Wir fordern deshalb folgende Änderungen: Hausbesuche bei pflegebedürftigen Menschen im Sinne des SGB XI ab Pflegestufe 1 werden unabhängig vom Praxisbudget gemäß dem EBM 2000plus vergütet. Das wäre zum Beispiel ein Ansatz, bevor ich vielleicht über die Freiwilligkeit spreche; denn dann könnten wir diese auch bei den Haus- bzw. Fachärzten wiederherstellen, Herr Schreiber, wenn wir die Möglichkeiten für die Ärzte in der Abrechnung erweitern und die Zusammenarbeit bzw. Korrespondenz mit der KV diesbezüglich forcieren.
Bei der Reform des Einheitlichen Bewertungsmaßstabs werden Hausbesuche bei pflegebedürftigen Menschen als Einzelleistungen vergütet. Außerdem sollen Krankenhäuser pflegebedürftige Menschen endlich ambulant versorgen können, wenn die ambulante ärztliche Versorgung des niedergelassenen Arztes nicht ausreicht.

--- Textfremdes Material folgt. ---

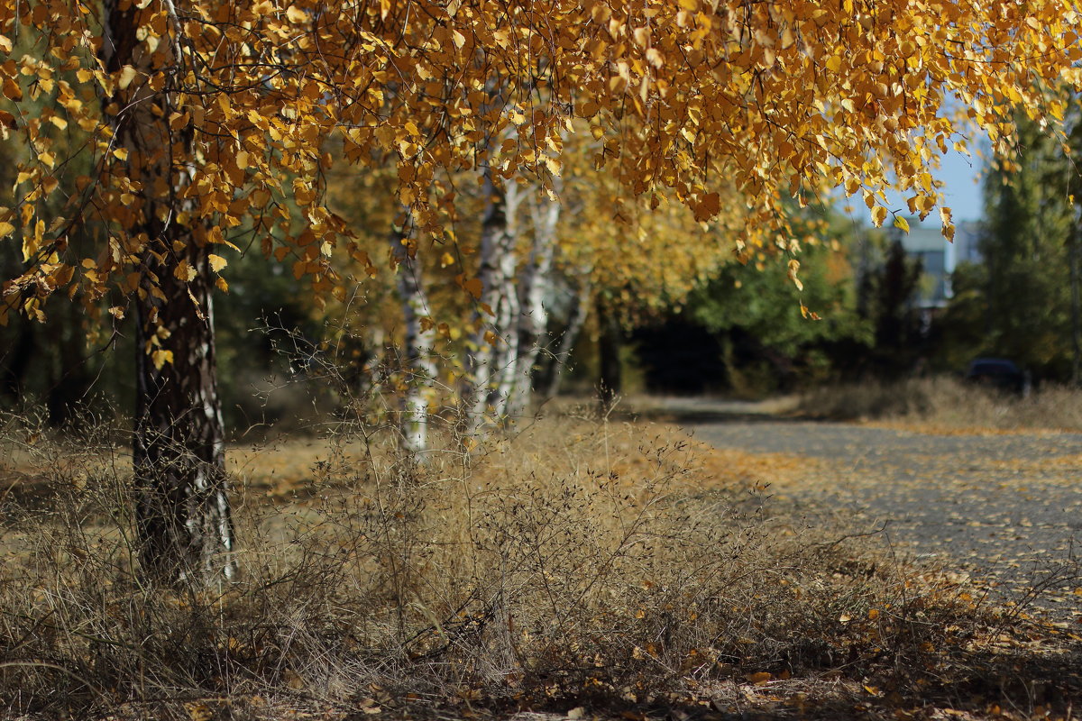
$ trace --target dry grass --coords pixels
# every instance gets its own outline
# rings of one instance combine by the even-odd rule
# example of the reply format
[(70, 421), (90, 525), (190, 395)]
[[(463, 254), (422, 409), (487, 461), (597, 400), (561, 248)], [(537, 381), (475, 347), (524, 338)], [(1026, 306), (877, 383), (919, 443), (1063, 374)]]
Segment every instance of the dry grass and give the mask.
[(881, 420), (935, 432), (1082, 431), (1082, 391), (1046, 386), (1018, 398), (952, 377), (863, 382), (819, 388), (801, 403), (806, 414)]
[(560, 416), (419, 469), (360, 426), (238, 449), (243, 578), (182, 591), (133, 570), (128, 459), (94, 442), (113, 433), (2, 432), (0, 717), (837, 718), (988, 693), (1002, 664), (966, 649), (1037, 638), (663, 427)]

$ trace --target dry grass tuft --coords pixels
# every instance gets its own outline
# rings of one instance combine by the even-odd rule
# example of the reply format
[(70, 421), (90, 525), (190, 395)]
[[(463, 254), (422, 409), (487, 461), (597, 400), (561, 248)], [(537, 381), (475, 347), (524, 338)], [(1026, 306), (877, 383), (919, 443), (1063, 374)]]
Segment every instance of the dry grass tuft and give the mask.
[(1008, 638), (964, 580), (776, 508), (768, 468), (567, 416), (420, 468), (359, 425), (238, 449), (242, 580), (164, 590), (115, 436), (3, 422), (0, 716), (885, 704)]
[(1082, 431), (1082, 391), (1046, 386), (1019, 398), (939, 376), (816, 389), (802, 412), (837, 420), (886, 420), (935, 432)]

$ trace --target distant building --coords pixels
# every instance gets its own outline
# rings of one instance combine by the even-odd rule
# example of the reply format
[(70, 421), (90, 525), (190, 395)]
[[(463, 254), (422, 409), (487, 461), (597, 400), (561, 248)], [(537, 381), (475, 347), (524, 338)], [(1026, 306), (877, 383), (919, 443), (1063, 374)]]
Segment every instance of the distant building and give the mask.
[(909, 218), (909, 232), (892, 228), (892, 241), (901, 241), (901, 246), (912, 258), (919, 258), (924, 267), (916, 305), (921, 310), (932, 312), (944, 308), (953, 295), (950, 276), (960, 263), (980, 263), (980, 224), (973, 221), (959, 223), (954, 227), (954, 242), (948, 242), (939, 226), (922, 226), (916, 218)]

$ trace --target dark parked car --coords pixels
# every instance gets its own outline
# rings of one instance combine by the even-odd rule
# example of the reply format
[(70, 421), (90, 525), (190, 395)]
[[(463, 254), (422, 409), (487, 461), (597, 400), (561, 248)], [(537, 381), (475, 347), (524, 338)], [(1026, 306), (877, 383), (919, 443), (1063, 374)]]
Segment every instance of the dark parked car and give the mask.
[(1030, 389), (1029, 374), (1005, 358), (975, 358), (965, 370), (965, 379), (1020, 396)]

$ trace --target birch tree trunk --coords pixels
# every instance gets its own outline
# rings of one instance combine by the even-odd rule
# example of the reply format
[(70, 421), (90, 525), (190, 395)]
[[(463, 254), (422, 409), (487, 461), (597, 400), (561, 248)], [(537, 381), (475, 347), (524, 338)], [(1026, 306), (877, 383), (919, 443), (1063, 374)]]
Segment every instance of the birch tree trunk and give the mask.
[(391, 252), (398, 265), (398, 299), (403, 304), (403, 318), (406, 323), (406, 337), (403, 353), (406, 366), (406, 399), (401, 415), (399, 441), (405, 451), (414, 462), (421, 462), (422, 454), (428, 450), (428, 401), (432, 395), (433, 382), (436, 377), (436, 365), (433, 362), (433, 342), (435, 332), (430, 326), (425, 329), (421, 319), (427, 316), (427, 303), (424, 295), (424, 281), (421, 276), (421, 264), (417, 253), (411, 255), (407, 242), (411, 232), (411, 224), (407, 218), (401, 228), (395, 228), (391, 233)]
[(542, 393), (545, 400), (551, 400), (559, 393), (559, 386), (564, 382), (564, 374), (567, 370), (567, 363), (571, 359), (571, 351), (575, 349), (575, 344), (579, 339), (582, 326), (586, 322), (586, 316), (590, 315), (590, 296), (592, 293), (593, 286), (590, 282), (590, 276), (583, 275), (579, 286), (575, 290), (575, 297), (571, 298), (571, 310), (567, 318), (567, 326), (564, 329), (556, 344), (552, 370), (549, 373), (547, 383)]
[[(488, 416), (502, 417), (511, 390), (506, 373), (513, 362), (509, 347), (515, 334), (518, 296), (515, 293), (515, 243), (517, 214), (522, 192), (509, 181), (503, 189), (496, 187), (489, 169), (485, 170), (485, 214), (481, 217), (480, 267), (478, 278), (481, 295), (480, 312), (475, 315), (477, 331), (471, 338), (467, 357), (470, 377), (463, 390), (463, 403), (469, 414), (467, 433), (476, 436)], [(492, 311), (490, 319), (484, 308)]]
[(552, 295), (552, 257), (556, 250), (559, 202), (545, 196), (530, 203), (533, 243), (518, 278), (518, 337), (513, 363), (513, 384), (507, 397), (507, 418), (523, 416), (530, 404), (533, 366), (549, 328), (546, 304)]
[(620, 321), (612, 312), (608, 301), (598, 296), (595, 305), (598, 352), (597, 391), (601, 396), (602, 413), (607, 413), (612, 409), (623, 386), (623, 369), (620, 365), (623, 330), (620, 328)]
[[(194, 137), (169, 126), (174, 93), (138, 79), (163, 64), (183, 71), (183, 51), (167, 38), (153, 48), (138, 39), (140, 27), (161, 10), (157, 3), (107, 0), (103, 10), (106, 69), (144, 74), (107, 104), (116, 112), (115, 144), (128, 151), (128, 175), (141, 188), (130, 216), (120, 218), (140, 258), (132, 462), (141, 568), (164, 583), (228, 580), (236, 565), (215, 375), (214, 275), (207, 233), (195, 232), (201, 221), (194, 193), (185, 192)], [(179, 25), (172, 3), (166, 10)]]

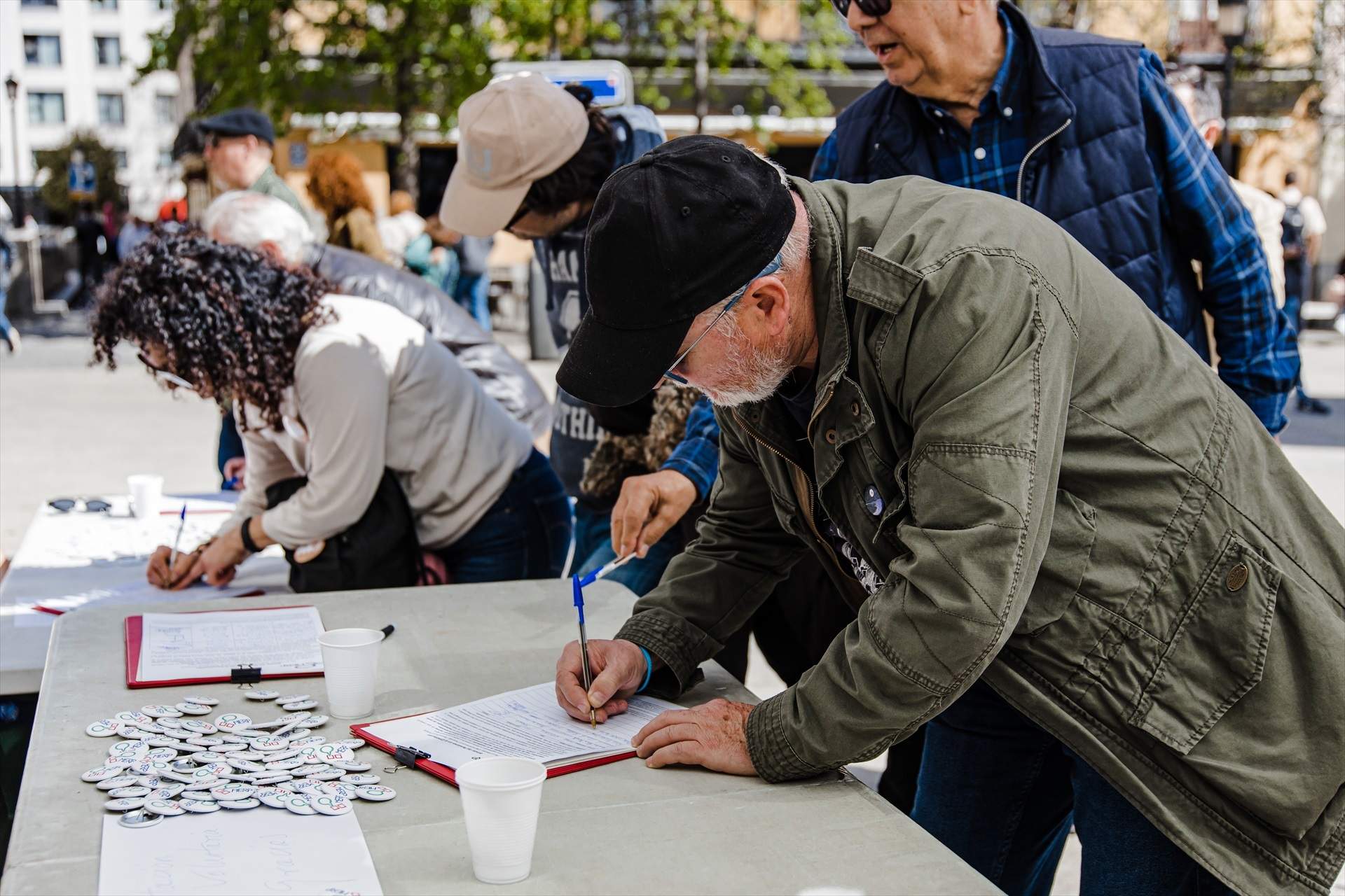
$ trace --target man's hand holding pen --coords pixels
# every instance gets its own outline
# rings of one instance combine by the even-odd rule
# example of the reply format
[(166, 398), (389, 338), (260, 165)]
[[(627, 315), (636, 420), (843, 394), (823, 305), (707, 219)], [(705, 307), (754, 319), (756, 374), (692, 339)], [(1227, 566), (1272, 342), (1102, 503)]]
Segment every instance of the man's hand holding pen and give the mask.
[[(593, 685), (584, 690), (578, 641), (565, 645), (555, 664), (555, 700), (566, 713), (599, 723), (625, 712), (627, 699), (644, 682), (644, 654), (629, 641), (589, 641)], [(635, 735), (631, 746), (650, 768), (672, 764), (703, 766), (732, 775), (755, 775), (748, 752), (746, 723), (752, 707), (712, 700), (693, 709), (660, 713)]]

Damit die Versorgung pflegebedürftiger Menschen mit integrierten Versorgungsmodellen verbessert werden kann, müssen die Rahmenbedingungen für die integrierte Versorgung dringend verbessert werden. Der Gesetzgeber sieht seit der Gesundheitsreform 2007 die Beteiligung der Pflegekassen und Einrichtungen an den Verträgen zur integrierten Versorgung nach § 140 ff. ausdrücklich vor. Diese sind Bausteine zur Verbesserung der ärztlichen Versorgung der pflegebedürftigen Menschen. Die Krankenkassen müssen auf längere Sicht Mittel bereitstellen, damit innovative Versorgungsformen für stationär pflegebedürftige Menschen endlich realisiert werden können.

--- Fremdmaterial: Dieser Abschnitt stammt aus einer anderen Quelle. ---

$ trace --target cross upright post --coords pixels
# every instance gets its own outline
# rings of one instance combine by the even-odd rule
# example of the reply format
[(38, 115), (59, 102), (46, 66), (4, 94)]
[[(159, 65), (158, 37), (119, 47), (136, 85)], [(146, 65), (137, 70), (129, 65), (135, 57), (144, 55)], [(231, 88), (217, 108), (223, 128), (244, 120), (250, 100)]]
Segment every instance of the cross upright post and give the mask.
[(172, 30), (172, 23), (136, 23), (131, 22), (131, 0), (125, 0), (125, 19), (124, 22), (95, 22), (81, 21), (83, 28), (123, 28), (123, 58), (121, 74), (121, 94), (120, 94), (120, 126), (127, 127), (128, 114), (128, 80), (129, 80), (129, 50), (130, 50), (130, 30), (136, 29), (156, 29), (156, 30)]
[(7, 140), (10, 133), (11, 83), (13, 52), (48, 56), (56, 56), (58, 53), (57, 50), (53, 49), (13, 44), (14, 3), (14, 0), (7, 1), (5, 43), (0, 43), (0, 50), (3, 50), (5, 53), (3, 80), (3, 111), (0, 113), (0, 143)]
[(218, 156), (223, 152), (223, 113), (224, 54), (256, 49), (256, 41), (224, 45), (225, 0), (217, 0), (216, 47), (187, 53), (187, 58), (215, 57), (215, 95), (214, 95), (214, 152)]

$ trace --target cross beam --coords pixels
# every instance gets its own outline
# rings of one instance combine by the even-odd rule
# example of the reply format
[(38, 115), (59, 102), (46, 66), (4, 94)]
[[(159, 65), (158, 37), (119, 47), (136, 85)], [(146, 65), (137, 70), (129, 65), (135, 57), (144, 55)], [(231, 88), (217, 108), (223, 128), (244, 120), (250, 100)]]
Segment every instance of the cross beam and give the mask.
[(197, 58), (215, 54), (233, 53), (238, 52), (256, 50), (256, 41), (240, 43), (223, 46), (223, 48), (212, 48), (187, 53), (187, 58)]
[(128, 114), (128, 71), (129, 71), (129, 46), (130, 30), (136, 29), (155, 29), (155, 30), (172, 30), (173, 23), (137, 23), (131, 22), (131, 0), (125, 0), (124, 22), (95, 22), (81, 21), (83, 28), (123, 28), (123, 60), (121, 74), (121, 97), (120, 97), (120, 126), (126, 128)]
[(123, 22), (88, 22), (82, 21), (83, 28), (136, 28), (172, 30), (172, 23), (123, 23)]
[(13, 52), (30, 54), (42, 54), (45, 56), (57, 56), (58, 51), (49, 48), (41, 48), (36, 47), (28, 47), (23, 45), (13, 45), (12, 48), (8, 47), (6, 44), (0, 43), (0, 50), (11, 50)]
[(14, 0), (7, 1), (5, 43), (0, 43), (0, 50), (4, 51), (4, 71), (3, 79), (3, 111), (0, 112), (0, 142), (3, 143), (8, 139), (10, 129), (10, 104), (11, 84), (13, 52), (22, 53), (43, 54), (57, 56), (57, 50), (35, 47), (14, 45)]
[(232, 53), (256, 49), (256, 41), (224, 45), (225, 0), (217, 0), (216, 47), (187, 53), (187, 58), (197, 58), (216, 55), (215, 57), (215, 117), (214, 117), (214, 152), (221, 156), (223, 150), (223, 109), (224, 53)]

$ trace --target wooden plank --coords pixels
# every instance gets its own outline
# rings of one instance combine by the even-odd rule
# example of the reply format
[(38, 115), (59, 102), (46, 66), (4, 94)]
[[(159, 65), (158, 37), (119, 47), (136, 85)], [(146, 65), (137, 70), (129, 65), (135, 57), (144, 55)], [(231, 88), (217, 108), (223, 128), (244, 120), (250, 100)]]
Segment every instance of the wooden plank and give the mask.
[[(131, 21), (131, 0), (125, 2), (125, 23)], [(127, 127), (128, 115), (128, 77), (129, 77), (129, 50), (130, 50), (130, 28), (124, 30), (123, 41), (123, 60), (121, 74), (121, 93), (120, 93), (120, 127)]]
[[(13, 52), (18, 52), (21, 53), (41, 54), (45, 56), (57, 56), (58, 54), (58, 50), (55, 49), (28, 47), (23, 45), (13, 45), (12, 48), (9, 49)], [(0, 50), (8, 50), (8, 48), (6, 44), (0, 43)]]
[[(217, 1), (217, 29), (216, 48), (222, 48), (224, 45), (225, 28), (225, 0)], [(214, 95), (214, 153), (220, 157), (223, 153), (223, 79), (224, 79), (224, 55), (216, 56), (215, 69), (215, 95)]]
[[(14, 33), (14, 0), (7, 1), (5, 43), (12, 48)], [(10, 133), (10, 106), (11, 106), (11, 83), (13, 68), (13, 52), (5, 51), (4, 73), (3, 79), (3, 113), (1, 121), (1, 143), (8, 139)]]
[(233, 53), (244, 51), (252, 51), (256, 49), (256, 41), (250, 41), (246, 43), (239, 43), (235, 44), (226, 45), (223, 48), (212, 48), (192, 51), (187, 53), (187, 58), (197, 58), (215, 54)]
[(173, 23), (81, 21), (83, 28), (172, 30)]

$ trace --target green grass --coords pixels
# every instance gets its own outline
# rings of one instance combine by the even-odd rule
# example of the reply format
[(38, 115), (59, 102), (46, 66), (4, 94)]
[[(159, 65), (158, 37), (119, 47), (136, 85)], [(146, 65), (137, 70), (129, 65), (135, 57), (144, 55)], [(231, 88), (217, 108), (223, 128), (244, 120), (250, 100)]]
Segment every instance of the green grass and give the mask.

Ein letzter Punkt. Die akutgeriatrische Versorgung muss ausgebaut werden; denn sie ist nicht flächendeckend sichergestellt. Die Zusammenarbeit zwischen Krankenhäusern und Pflegeheimen ist in der Geriatrie und bei unzureichender fachärztlicher Versorgung zu ermöglichen; denn für die umfassende medizinische und thera
peutische Behandlung dieser Menschen ist die geriatrische Kompetenz von größter Bedeutung. Geriater sind aber praktisch nur in Krankenhäusern oder Rehabilitationskliniken tätig. Die fachärztliche Versorgung von Pflegeheimbewohnern ist dadurch maximal lückenhaft. Deshalb wollen wir, dass Krankenhäuser mit einer geriatrischen Abteilung stationär pflegebedürftige Menschen auch ambulant behandeln können. Das ist laut § 116 SGB XI möglich.